Comment un fournisseur de services gérés peut-il démontrer sa conformité aux normes ISO 27001 et RGPD à chaque client sans réaliser un audit distinct pour chaque client ?
Créer dossiers de preuves standardisés À partir de votre système ISMS central, ajoutez une couche légère spécifique au locataire afin de pouvoir répondre systématiquement à la question « Que faites-vous pour nos données ? » sans avoir à programmer un nouvel audit pour chaque client qui pose la question.
Comment passer de réponses ponctuelles à une assurance reproductible au niveau du locataire ?
Assembler un réutilisable ensemble de preuves de base par exemple, depuis votre système de gestion de la sécurité de l'information :
- Un ISMS clair énoncé de portée ce document explique quels services, systèmes et sites sont concernés.
- Politiques clés telles que la sécurité de l'information, le contrôle d'accès, la gestion des incidents, la gestion des fournisseurs et la continuité des activités.
- Une description concise de vos modèles de location, de votre intégration de type Annexe L avec les cadres connexes (par exemple, la gestion de la qualité ou des services) et de la manière dont les contrôles partagés protègent les données personnelles.
- Exemples d’incidents traités, d’examens d’accès, de tests de sauvegarde et de restauration, et de conclusions d’audits internes relatifs aux contrôles interlocataires.
- Un concentré matrice des rôles et responsabilités Résumé des fonctions du contrôleur/traiteur, des responsabilités en matière d'opérations de sécurité et des attentes en matière de signalement des incidents.
Ensuite, pour chaque locataire ou niveau de risque, ajoutez un bref complément détaillant les services utilisés, l'emplacement des données pertinentes, le niveau de risque, les exigences réglementaires ou contractuelles supplémentaires, ainsi qu'une vue filtrée des incidents, des contrôles d'accès et des tests de continuité qui lui sont applicables. Vous démontrez ainsi comment votre système de gestion de la sécurité de l'information (SGSI) partagé et les contrôles de l'annexe A s'appliquent. spécifiquement à leur environnement sans exposer les données des autres clients.

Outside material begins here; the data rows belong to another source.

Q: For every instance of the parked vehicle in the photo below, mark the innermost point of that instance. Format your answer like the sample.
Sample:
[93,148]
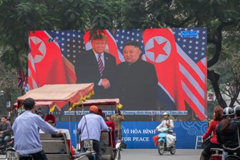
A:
[163,145]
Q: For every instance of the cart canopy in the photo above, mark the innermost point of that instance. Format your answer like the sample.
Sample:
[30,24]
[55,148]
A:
[90,102]
[59,94]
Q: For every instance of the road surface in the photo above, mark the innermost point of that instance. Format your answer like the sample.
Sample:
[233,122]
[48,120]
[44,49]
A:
[152,154]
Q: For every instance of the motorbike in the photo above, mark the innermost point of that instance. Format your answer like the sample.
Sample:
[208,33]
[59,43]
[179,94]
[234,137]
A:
[163,145]
[231,153]
[10,143]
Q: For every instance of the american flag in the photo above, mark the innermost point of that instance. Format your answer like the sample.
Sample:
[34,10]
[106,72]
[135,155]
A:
[71,44]
[191,47]
[122,36]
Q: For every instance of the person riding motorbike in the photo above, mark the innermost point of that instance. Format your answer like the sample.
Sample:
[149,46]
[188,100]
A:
[217,117]
[228,131]
[168,123]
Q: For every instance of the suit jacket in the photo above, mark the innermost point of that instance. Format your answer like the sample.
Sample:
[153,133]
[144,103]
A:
[87,71]
[137,85]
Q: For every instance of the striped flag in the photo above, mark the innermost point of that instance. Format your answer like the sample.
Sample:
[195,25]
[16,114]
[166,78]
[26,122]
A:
[191,47]
[71,44]
[180,61]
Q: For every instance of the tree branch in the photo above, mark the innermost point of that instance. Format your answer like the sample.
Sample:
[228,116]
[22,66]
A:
[218,43]
[214,78]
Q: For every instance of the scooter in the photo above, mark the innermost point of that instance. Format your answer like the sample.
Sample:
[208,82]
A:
[231,153]
[10,143]
[12,154]
[162,142]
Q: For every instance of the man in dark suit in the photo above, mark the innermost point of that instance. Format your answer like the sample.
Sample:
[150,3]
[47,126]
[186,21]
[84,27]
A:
[97,66]
[136,80]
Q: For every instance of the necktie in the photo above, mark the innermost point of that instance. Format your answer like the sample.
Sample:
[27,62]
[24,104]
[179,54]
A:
[100,65]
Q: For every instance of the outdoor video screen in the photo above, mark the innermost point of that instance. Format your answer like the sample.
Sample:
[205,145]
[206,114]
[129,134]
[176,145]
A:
[151,71]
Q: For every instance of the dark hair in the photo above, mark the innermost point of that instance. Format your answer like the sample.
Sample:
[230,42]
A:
[225,123]
[218,113]
[132,43]
[97,34]
[28,104]
[5,117]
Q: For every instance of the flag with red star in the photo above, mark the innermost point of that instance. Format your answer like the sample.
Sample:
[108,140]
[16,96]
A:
[160,50]
[45,63]
[179,57]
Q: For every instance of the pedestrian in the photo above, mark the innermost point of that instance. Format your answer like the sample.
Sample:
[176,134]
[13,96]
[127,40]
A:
[90,127]
[117,118]
[26,132]
[5,133]
[213,143]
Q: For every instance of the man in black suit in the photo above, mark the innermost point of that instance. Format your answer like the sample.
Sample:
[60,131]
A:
[97,66]
[136,80]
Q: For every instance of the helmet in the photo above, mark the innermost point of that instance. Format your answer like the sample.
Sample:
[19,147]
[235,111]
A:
[237,110]
[166,114]
[93,109]
[50,118]
[228,111]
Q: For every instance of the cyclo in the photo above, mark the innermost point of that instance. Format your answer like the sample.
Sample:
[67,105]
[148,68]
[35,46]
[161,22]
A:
[110,150]
[57,96]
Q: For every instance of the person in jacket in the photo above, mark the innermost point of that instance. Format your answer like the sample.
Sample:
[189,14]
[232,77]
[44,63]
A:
[26,132]
[117,118]
[228,131]
[217,117]
[90,127]
[5,131]
[168,123]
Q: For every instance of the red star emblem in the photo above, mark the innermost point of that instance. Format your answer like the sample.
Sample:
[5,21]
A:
[35,49]
[158,49]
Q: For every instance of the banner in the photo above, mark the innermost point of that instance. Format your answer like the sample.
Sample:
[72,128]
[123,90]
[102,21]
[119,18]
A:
[148,70]
[138,135]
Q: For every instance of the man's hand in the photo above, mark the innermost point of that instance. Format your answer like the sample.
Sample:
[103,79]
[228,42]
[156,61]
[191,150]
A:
[59,134]
[105,83]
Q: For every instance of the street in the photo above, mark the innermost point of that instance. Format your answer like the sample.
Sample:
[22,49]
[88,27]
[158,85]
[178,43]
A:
[152,154]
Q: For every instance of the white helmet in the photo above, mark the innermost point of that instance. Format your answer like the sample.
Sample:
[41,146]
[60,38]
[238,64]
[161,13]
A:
[237,110]
[228,111]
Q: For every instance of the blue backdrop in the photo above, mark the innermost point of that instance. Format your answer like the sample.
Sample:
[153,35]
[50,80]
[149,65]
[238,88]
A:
[138,135]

Alignez votre plan d'audit interne sur ce modèle en vous concentrant sur contrôles interlocataires Il est préférable de procéder à un échantillonnage des locataires de chaque niveau plutôt que de proposer un audit complet et personnalisé à chaque client. Définissez un modèle standard pour les évaluations initiées par les clients sur les plateformes partagées afin de pouvoir prendre en charge les évaluations par des tiers sans compromettre les autres locataires ni fragmenter votre système de gestion de la sécurité de l'information (SGSI).
Lorsque les énoncés de portée, les politiques, les modèles de location, les journaux et les rapports sont centralisés dans un système unique tel que ISMS.online, vous pouvez générer rapidement des preuves exploitables par les locataires à mesure que les services, les emplacements et la réglementation évoluent. Cela vous permet de rassurer vos clients, prospects et auditeurs quant à la conformité, en démontrant qu'il s'agit d'un système de gestion de la sécurité de l'information multi-locataire opérationnel et non d'un ensemble de documents que vous devez rassembler à la hâte à chaque nouvelle demande de contrat important ou de vérification préalable.